Only twice in the past 10 years has precipitation in the Rim country been normal or above.
That's an important fact to keep in mind as yet another winter storm system drenches us with a mix of rain, snow, mud, leaky roofs, flooding, closed crossings and various other unpleasantries.
You may be miserable. You may be fed up with it all. You may be praying for a little sunshine.
Just remember: until we have a few solid years in a row like last year -- when we exceeded normal precipitation of 22 inches by a little more than 10 percent -- we are still somewhere within the confines of a protracted drought of undetermined length and severity.
Will it happen? Could this finally be the turning point? Maybe, but not likely, according to Payson's leading water experts, Public Works Director Buzz Walker and Hydrologist Mike Ploughe.
"Typically you have a pretty wet period within the middle of a long-term dry cycle, so this could just be another one of those bumps within a dry cycle," Ploughe said.
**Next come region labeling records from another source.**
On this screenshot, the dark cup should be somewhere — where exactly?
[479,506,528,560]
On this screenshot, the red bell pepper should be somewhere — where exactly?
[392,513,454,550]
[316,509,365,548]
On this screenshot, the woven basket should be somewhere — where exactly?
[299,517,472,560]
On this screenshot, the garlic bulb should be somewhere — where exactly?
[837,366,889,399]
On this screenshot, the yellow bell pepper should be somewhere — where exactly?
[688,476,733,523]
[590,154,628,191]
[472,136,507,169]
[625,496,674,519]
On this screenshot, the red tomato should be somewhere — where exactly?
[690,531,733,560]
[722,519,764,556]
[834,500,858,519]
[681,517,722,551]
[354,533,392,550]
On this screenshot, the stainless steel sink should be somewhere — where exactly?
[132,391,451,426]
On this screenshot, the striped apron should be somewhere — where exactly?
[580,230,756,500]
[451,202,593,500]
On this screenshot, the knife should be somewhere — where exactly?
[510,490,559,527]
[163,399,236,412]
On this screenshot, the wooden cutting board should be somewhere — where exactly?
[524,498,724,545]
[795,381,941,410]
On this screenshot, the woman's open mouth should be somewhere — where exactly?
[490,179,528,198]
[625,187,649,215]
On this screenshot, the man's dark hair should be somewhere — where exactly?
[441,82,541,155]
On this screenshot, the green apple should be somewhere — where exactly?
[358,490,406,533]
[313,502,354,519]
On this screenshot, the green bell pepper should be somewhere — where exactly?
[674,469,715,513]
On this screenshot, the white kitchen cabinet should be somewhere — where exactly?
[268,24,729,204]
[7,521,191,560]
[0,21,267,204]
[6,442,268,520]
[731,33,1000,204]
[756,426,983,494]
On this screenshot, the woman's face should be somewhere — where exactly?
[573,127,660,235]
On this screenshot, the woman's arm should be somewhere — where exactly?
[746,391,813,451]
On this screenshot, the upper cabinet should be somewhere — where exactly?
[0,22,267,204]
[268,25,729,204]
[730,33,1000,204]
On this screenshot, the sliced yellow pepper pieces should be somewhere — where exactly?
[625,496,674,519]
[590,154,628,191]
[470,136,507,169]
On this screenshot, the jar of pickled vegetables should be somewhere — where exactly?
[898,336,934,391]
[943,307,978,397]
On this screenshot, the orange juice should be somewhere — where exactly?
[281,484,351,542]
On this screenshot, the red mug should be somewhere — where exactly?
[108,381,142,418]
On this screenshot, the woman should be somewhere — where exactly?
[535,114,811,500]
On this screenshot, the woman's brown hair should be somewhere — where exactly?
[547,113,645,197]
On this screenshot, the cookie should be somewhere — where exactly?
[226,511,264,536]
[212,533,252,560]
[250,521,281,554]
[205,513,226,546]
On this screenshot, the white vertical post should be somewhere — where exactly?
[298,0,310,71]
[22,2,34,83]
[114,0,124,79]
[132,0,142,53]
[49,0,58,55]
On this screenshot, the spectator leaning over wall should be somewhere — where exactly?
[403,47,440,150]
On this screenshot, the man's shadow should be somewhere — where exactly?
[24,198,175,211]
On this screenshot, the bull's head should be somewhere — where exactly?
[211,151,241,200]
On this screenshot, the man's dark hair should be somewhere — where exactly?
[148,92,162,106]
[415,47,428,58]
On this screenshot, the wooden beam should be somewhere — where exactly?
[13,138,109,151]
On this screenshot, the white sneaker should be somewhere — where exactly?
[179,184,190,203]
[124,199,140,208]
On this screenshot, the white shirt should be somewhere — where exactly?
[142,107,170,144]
Since Walker and Ploughe are primarily responsible for making sure something happens when you turn on a faucet, you certainly can understand why it's business as usual over at the water department. That means we are still at water conservation level 3 until the 2005 water status report in April gives them a big-picture look at where we stand relative to a year ago. That means no new grass, no hosing sidewalks and driveways, no watering native plants, no watering between 9 a.m. and 6 p.m., alternative day watering only, no car washing unless you own a high pressure washer, and no refilling of pools, spas or wading pools.
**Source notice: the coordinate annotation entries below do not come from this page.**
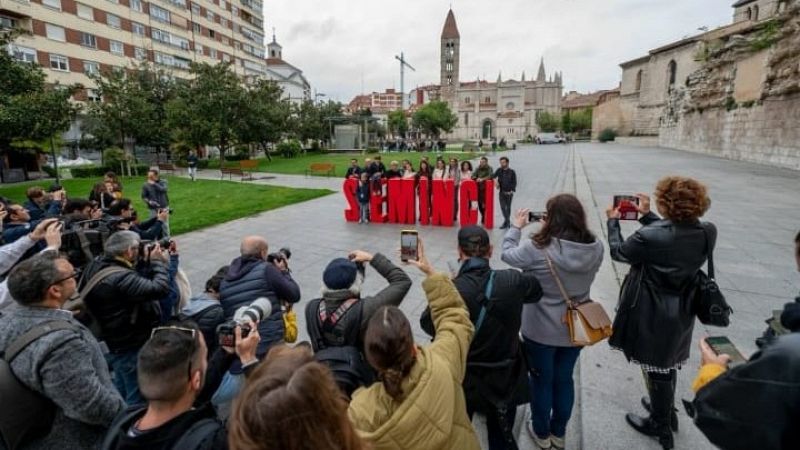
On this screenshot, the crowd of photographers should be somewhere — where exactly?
[0,174,800,450]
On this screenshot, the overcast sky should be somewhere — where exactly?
[264,0,734,103]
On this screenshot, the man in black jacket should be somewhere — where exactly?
[101,322,259,450]
[422,226,542,450]
[493,156,517,230]
[80,231,169,405]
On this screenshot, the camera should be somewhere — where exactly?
[267,247,292,264]
[217,297,272,347]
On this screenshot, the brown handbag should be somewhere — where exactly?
[544,251,612,347]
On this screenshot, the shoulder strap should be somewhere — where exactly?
[172,418,220,450]
[544,250,573,308]
[3,320,78,364]
[700,222,715,280]
[475,270,495,334]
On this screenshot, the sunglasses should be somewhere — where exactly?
[150,325,197,339]
[50,269,81,286]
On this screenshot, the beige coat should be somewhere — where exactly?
[348,274,480,450]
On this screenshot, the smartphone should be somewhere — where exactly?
[706,336,747,367]
[614,195,639,220]
[400,230,419,261]
[528,211,547,223]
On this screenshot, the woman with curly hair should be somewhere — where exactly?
[607,176,717,449]
[228,346,367,450]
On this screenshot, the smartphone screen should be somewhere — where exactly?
[706,336,747,367]
[400,230,419,261]
[614,195,639,220]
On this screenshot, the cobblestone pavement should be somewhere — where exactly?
[179,144,800,450]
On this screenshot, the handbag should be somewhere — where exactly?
[544,251,612,347]
[692,227,733,327]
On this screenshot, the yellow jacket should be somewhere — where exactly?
[348,274,480,450]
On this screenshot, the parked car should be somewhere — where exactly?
[536,133,567,144]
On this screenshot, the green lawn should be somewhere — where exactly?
[209,152,494,177]
[0,176,332,235]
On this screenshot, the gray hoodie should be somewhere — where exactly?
[502,227,604,347]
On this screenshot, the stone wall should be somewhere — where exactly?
[659,95,800,170]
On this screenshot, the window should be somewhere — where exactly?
[44,23,67,42]
[11,44,36,63]
[150,3,169,23]
[108,41,125,55]
[78,3,94,20]
[42,0,61,9]
[50,53,69,72]
[106,14,122,28]
[667,59,678,87]
[83,61,100,75]
[636,69,642,92]
[131,22,147,36]
[81,33,97,48]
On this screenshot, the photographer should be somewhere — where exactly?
[80,231,169,405]
[219,236,300,366]
[106,198,169,241]
[100,322,259,450]
[306,250,411,396]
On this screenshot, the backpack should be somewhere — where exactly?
[0,320,80,450]
[306,298,375,398]
[100,405,222,450]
Most important, it means no fugitive water (water that runs off your property) and no wasting water (letting it run while you brush your teeth, for example).
Walker and Ploughe, with the support of the town council are doing exactly what they should be doing. And when and if Blue Ridge Reservoir water eases the situation, they are thinking about leaving the very same restrictions in place.
There will be public pressure to do otherwise, but we hope they stay the course.
So put on that rain slicker and do your best to slog on. But remember not to waste water.
No matter how wet it is outside, it's a small price to pay for the assurance that water comes out when you turn on the faucet.